I generally try not to judge other parents in the hopes that they will not judge me. Plus, what the hell do I know? Sometimes this works, sometimes it doesn't. (See e.g. rittenhouse square mom who judged me for putting my kid in shoes before she was one, but she was WALKING and robez were not going to cut it on the streets of philly; lady who thought it was her busy-ness to point out that J had a fork in a restaurant even though I knew that and J USES FORKS TO EAT;* the woman walking down the hall to the airplane that had only 14 passengers and was annoyed that I was letting J walk to the plane herself while I struggled with a stroller and a suitcase whose handle had broken off AFTER I got through security).

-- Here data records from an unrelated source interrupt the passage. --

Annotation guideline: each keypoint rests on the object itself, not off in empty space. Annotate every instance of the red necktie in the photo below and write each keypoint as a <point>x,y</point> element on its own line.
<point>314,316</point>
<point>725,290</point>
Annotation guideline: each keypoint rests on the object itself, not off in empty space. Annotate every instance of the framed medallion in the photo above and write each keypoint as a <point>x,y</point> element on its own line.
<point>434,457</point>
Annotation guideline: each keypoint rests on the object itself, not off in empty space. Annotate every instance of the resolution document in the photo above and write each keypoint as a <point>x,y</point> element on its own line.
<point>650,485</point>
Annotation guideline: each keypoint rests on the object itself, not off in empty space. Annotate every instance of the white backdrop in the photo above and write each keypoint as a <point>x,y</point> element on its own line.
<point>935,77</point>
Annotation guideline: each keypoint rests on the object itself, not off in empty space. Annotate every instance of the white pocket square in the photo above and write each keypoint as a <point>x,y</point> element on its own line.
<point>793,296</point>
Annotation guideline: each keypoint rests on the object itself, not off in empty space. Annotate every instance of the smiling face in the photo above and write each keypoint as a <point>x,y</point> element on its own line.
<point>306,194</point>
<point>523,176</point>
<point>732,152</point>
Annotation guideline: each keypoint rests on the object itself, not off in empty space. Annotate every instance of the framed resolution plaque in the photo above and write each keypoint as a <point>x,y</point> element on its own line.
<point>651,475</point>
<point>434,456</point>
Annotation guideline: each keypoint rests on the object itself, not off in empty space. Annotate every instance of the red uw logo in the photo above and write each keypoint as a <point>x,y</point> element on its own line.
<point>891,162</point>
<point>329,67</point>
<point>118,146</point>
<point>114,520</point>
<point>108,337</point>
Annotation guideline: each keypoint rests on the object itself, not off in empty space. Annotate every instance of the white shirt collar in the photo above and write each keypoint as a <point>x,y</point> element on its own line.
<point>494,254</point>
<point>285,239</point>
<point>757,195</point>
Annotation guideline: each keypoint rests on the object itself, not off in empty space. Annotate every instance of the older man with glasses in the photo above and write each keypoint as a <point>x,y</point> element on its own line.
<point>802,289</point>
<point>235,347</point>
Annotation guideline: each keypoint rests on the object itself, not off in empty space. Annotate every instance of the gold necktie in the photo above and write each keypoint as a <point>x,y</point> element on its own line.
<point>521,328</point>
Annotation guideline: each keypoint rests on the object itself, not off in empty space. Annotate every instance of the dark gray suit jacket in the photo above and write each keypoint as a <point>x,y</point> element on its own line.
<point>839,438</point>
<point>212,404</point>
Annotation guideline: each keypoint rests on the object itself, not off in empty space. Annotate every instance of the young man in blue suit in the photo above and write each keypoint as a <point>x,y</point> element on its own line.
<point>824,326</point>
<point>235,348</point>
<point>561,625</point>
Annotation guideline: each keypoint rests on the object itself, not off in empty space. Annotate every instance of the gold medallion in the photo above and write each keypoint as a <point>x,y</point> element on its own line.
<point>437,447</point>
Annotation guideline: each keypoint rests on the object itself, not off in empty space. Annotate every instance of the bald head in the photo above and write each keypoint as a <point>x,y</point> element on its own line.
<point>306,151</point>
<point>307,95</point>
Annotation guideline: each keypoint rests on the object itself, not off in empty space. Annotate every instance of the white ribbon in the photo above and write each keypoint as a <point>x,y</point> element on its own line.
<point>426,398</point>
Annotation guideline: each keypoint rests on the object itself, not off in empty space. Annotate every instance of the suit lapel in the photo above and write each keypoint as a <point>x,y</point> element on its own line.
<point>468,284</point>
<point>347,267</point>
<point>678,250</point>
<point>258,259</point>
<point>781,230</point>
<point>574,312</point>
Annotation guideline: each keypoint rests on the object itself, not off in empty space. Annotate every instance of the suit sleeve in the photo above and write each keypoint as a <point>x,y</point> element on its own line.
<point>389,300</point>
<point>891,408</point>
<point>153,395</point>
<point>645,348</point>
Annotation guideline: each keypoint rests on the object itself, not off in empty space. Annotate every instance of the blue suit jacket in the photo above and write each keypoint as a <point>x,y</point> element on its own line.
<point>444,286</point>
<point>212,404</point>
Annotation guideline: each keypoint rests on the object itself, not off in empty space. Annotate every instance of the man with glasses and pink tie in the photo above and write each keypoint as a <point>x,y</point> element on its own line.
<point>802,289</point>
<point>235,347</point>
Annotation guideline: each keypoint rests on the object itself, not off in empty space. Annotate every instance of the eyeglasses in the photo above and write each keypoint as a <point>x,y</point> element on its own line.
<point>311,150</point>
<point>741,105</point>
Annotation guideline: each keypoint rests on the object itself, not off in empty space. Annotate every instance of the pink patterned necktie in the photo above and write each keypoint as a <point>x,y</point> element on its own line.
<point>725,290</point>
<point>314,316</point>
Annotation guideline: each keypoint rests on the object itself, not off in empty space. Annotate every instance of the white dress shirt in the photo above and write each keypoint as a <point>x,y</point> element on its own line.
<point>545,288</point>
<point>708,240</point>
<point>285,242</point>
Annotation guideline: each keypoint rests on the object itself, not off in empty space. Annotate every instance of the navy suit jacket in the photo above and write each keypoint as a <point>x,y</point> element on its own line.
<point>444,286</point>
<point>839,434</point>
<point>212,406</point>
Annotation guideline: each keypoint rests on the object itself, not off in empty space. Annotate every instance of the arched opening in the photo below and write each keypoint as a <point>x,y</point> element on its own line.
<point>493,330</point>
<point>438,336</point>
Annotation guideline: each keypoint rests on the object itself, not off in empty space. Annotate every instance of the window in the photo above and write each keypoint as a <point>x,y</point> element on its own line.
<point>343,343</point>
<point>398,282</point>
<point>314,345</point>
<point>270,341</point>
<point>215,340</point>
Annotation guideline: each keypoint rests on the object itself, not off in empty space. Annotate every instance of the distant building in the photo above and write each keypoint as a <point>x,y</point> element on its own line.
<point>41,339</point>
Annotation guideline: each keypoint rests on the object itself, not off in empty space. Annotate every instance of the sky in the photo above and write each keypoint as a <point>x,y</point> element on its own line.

Anyway, J is having a birthday party in a few weeks and one mom RSVP'ed that she and her 14 month old could not come because the party directly coincides with his daily 2 hour nap. Listen, I get nap time. Really I do. Admittedly, I don't follow any regemented nap schedule with J, in part because the nanny has to deal with her during the day, not me, and J is not the world's best napper (I use the phrase "deal with her" with complete love and adoration, of course). She sleeps overnight like a champ, but during the day it is about 45 minutes to 2 hours at any given point in the day.

So I do not get this response. Seriously, you aren't going to come to a birthday party 5 blocks from your house because of everyday naptime? What else has your kid missed out on because of this stringent rule? What have you missed out on? Do you have to leave family events at particular times? What if you have to drive somewhere at like 1:38pm? Then what are you going to do?

I know that I may be a bad parent because I don't let nap time get in the way of things. If there is something fun for us to do, or just me, or just her, we go ahead and do it. There is time for sleep later. And I think J has become a pretty flexible kid, so I don't regret those decisions.

So there, I am judging another parent. And I apologize to those readers who also adhere to a strict nap schedule....I don't mean to, I really only judge this woman, who my nanny says is really hard on her nanny. I don't like that either.

In retrospect, perhaps it is better that they don't come. I just feel bad for the kid, I made some wicked fun goody bags.


*please note that I forgave this lady fairly quickly. She was an older lady out to eat dinner by herself at 5pm (which was also when J and I were out to eat). After my initial mind your own business lady reaction, I realized that she may just be lonely and wanted to engage with us in someway. Unfortunately she picked a divisive way. I also realized that I may be her someday and should not be mean to future me.

2 comments:

Andrea said...

We have a neighbor who I generally like, but wouldn't let her daughter see treats til the kid was 4. Not just wouldn't let the kid have sugar, but literally would shoo her kid away from cupcakes and tell her that cake tasted yucky, and other mean tricks. Now the kid is too perceptive. In the long run, the kid will probably be like Lil Krissy from Pecker. But this woman's conduct makes me want to slip candy to the kid just because it is so regimented and controlling. I'm sure she's laying a great foundation for an eating disorder though.

Jenn said...

Emily would come to J's bday party even if it was in the middle of the night. How can you miss a celebration of J?